To paraphrase Churchill, Electron is the worst architecture for desktop applications, except for all the other ones that have been tried.
This is bad because it's the developer offloading their problems onto the user. The user can just download the 100M zip file which is a 40-line shell-script wrapper, the user can just easter-egg hunt to figure out the UI, the user can just pull the web platform into their local domain and hope for the best as far as security, etc. Since the app is based on 96 third_party dependencies, the user can also pay the price nine months later when the app stops working because while the OS developers are paying attention to not breaking their exposed APIs too badly, nobody can really maintain that amount of API surface coherently.
Basically, Electron is Flash.
You can do it that way. But you can also just ship the JS/HTML/CSS in a bundle and rely on the client to already have the required electron libraries installed.
You know, like every other piece of software in the world. Your feeble attempt to make this somehow new and weird and bad is pathetic.
Uh...what part of "-style chat interface" did you not get? They didn't say it was IRC full stop, they said it's a chat interface in a similar style to IRC. Does storage and forwarding of messages and files while you're offline require a full web client and server packaged together as client software? Does voice chat? Does a membership and permissions system require that? None of what you're saying addresses the complaint being made regarding extreme resource usage for relatively simple software.
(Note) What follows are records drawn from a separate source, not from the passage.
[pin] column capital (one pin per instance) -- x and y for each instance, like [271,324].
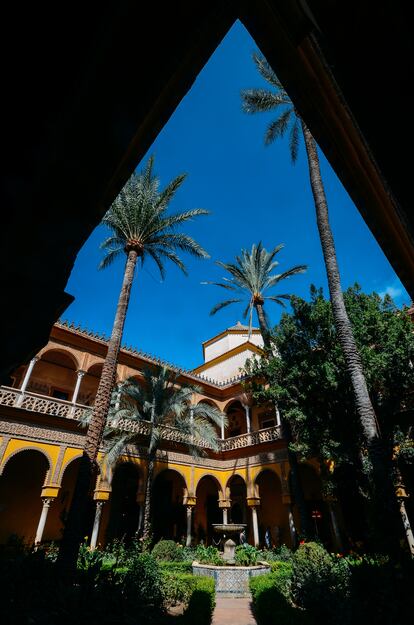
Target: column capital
[50,491]
[47,501]
[189,501]
[102,494]
[253,502]
[224,503]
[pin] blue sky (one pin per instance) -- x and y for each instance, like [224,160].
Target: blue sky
[254,194]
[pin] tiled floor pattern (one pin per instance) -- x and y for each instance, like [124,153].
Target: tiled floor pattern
[233,611]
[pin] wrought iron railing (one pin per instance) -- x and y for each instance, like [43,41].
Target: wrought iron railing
[62,408]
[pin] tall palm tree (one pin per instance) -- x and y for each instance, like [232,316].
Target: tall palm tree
[252,275]
[289,121]
[160,403]
[141,229]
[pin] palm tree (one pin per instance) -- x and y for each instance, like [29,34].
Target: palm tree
[141,229]
[251,275]
[159,403]
[289,121]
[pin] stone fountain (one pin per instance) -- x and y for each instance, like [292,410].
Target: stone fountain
[228,530]
[229,578]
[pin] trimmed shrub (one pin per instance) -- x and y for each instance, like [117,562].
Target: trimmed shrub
[177,587]
[321,583]
[167,550]
[271,602]
[209,555]
[143,588]
[281,554]
[247,555]
[202,601]
[283,570]
[177,567]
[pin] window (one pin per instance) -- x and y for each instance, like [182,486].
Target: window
[60,394]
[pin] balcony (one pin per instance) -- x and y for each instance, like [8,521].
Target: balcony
[61,408]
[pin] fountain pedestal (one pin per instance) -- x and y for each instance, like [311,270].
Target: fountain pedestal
[229,551]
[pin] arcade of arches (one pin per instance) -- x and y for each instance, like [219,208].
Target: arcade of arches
[246,481]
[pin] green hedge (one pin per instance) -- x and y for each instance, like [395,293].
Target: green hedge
[201,605]
[177,567]
[271,603]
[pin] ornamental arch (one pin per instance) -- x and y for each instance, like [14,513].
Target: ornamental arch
[21,485]
[123,513]
[54,374]
[272,513]
[207,511]
[168,512]
[236,416]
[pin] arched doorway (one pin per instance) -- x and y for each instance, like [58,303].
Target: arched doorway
[317,510]
[236,416]
[238,493]
[54,374]
[168,512]
[89,385]
[124,509]
[20,495]
[272,514]
[59,509]
[207,510]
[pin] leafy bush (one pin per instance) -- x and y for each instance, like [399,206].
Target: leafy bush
[209,555]
[321,583]
[201,605]
[177,567]
[143,588]
[167,550]
[177,587]
[281,554]
[283,569]
[381,592]
[271,604]
[247,555]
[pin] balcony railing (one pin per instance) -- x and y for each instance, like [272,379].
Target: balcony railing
[62,408]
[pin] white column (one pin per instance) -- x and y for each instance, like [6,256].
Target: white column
[80,375]
[140,516]
[335,527]
[42,521]
[96,523]
[292,528]
[247,411]
[26,379]
[255,526]
[189,522]
[407,527]
[278,421]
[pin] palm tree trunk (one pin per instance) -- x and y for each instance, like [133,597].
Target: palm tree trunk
[382,484]
[264,330]
[297,490]
[75,526]
[148,499]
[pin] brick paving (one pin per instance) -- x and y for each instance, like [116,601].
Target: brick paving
[233,611]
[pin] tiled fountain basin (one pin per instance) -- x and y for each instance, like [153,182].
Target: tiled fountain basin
[232,580]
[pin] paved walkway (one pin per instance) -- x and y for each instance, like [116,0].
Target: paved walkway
[233,611]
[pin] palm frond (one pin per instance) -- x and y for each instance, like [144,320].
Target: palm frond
[109,258]
[278,127]
[221,305]
[266,71]
[294,140]
[261,100]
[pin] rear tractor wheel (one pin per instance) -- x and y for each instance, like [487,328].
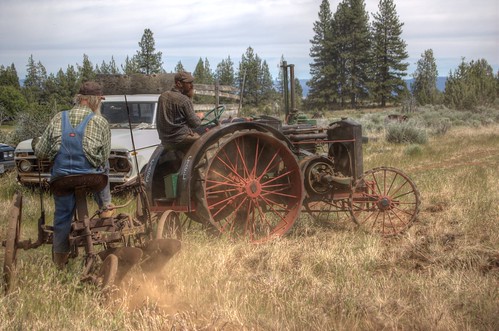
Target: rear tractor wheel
[252,187]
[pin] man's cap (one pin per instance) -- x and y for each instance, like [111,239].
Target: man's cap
[90,88]
[184,77]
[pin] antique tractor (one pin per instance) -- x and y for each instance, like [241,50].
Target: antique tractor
[251,178]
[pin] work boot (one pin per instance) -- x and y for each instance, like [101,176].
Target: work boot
[60,260]
[108,211]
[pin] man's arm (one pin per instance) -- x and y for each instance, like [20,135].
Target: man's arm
[47,146]
[192,118]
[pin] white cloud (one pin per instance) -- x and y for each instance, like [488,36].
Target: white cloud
[58,33]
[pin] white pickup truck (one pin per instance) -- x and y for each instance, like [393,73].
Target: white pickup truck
[139,110]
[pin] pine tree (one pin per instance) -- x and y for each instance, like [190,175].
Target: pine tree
[424,87]
[131,66]
[86,71]
[8,76]
[108,68]
[248,76]
[266,86]
[36,75]
[388,54]
[351,43]
[472,85]
[225,72]
[322,88]
[148,61]
[179,67]
[199,73]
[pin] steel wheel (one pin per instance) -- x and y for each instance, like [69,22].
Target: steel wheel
[252,187]
[385,201]
[169,226]
[13,233]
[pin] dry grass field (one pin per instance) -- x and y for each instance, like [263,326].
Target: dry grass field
[443,274]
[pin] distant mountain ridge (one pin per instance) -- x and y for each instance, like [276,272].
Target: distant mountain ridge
[440,84]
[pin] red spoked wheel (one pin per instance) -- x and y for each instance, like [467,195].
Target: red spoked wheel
[252,187]
[385,201]
[13,234]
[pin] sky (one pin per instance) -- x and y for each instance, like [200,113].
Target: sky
[58,33]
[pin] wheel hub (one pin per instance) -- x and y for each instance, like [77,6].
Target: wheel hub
[384,203]
[253,188]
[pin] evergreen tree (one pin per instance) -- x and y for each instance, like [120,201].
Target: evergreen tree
[130,67]
[255,75]
[12,102]
[179,67]
[36,75]
[388,54]
[424,87]
[209,77]
[351,43]
[322,87]
[203,73]
[225,72]
[199,73]
[265,85]
[108,68]
[86,70]
[471,85]
[147,59]
[8,76]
Remember that Skype supported chat, voice, and offline messaging even in the mid-2000s. It was built to work even on old Windows 2000 machines and in 2005 when even cheaper new machines were shipping with 512MB standard, it required that the machine have a minimum of 128MB of RAM for Skype plus the entire OS and other running software. Meanwhile, the post you responded to complained about multiple GB of RAM used by Slack a single application that doesn't do very much more than Skype from 2005 did and offers a proprietary system only instead of a universal standard like IRC or XMPP.
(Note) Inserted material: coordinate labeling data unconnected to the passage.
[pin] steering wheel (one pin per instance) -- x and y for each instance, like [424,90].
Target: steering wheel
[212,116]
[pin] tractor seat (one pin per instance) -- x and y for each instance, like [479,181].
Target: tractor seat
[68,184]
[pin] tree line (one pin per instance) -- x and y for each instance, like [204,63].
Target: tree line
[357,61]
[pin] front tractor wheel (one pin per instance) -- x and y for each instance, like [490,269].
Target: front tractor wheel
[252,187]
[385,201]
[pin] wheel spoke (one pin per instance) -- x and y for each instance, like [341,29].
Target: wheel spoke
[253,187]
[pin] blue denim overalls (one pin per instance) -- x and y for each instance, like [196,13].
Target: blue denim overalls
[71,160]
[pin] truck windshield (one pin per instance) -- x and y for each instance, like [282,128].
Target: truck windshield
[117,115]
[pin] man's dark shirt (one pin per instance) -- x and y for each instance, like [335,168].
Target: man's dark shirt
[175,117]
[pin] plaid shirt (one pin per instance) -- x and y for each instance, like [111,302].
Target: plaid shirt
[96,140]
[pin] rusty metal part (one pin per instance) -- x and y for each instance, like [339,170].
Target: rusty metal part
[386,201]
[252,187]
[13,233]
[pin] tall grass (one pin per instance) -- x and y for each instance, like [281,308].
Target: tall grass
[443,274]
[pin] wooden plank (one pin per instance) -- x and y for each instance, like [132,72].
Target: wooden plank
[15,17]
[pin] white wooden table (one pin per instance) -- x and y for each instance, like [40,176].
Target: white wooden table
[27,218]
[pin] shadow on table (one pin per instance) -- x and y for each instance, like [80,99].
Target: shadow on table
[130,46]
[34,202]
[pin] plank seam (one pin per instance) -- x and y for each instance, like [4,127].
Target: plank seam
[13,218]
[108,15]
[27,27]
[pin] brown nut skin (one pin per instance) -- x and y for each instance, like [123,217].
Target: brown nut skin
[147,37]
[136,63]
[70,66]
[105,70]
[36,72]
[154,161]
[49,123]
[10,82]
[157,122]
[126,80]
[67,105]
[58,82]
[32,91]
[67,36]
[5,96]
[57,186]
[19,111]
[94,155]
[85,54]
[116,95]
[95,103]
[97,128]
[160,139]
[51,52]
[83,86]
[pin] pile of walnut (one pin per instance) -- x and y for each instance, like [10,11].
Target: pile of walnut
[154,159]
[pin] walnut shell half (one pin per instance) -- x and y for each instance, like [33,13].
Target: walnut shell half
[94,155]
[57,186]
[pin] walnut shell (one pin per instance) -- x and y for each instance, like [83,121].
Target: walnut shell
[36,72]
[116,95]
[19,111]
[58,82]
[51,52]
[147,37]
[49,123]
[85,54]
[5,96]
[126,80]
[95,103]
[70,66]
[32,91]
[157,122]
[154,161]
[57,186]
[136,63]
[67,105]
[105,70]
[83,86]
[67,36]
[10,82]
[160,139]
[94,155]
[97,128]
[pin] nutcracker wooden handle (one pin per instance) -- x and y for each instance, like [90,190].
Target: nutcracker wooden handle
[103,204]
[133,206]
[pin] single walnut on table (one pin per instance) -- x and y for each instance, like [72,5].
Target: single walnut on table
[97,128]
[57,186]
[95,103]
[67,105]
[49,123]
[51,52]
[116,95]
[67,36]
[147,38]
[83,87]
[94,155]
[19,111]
It is great to have a single cross-platform standard. But really, JavaScript? We could have done far better than that.
As nerds, we have collectively failed humanity.
s/JavaScript/x86/g
Thing is, as an app developer, I really don't want to write a separate app for iOS, Android, macOS, Windows, and Linux. We've been trying for years to develop platforms to abstract away the GUI from the platform to solve this problem. I've seen at least a half dozen come and go. They all are great in some ways and all suck in significant other ways.
You'd think by now we'd have found a good compromise. But we haven't. We're still exploring human-computer interfaces and it seems we still keep finding good but mostly incompatible ways to interact. And about the time we figure out we don't care about fighting GUI wars any more, we'll have to worry about writing cross-platform skills for Siri, Alexa, Cortana, and Google.
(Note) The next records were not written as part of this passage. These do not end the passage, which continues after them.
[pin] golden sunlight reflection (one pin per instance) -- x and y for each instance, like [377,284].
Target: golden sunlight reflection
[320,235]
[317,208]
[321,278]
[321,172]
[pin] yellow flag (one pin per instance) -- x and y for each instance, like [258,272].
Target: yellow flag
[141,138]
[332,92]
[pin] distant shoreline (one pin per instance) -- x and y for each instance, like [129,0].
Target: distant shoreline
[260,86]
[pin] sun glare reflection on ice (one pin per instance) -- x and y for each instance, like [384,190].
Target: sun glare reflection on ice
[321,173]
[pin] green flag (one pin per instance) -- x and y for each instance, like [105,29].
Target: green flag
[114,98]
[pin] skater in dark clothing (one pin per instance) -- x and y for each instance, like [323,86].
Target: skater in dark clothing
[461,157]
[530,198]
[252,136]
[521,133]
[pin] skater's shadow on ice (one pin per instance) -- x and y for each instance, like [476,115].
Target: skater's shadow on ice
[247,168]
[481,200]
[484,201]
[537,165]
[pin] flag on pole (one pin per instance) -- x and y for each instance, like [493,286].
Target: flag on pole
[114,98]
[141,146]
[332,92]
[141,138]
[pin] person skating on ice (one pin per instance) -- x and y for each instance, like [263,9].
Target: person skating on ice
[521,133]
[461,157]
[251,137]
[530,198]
I don't know who those people are, nor do I care who they are or what their opinions are. IRC sucks and always has. An assertion of "inferior" always seems to be missing important parts of the assertion: to whom, for what purposes? Forums and mailing lists are objectively better than any chat application for situations where clearly thought out and sometimes very detailed responses that can be skimmed at the reader's leisure are desirable. I can subscribe to a mailing list or read a forum without a site-specific account; I can't do that with proprietary IRC on steroids clients like Slack and Discord. If I need to discuss in near real-time, chat makes a lot more sense and mailing lists and forums are unnecessarily slow and frustrating.
Microsoft centralized Skype for data siphoning and control; everything else is a side effect. Skype has also been absolute trash ever since they did so. P2P Skype worked just fine when both people were behind NATs; it's called UDP hole punching and it is quite effective for the type of NAT that is in widespread use in homes and small businesses. I'd hardly call Electron a native application; if anything, it's more of an elaborate emulator.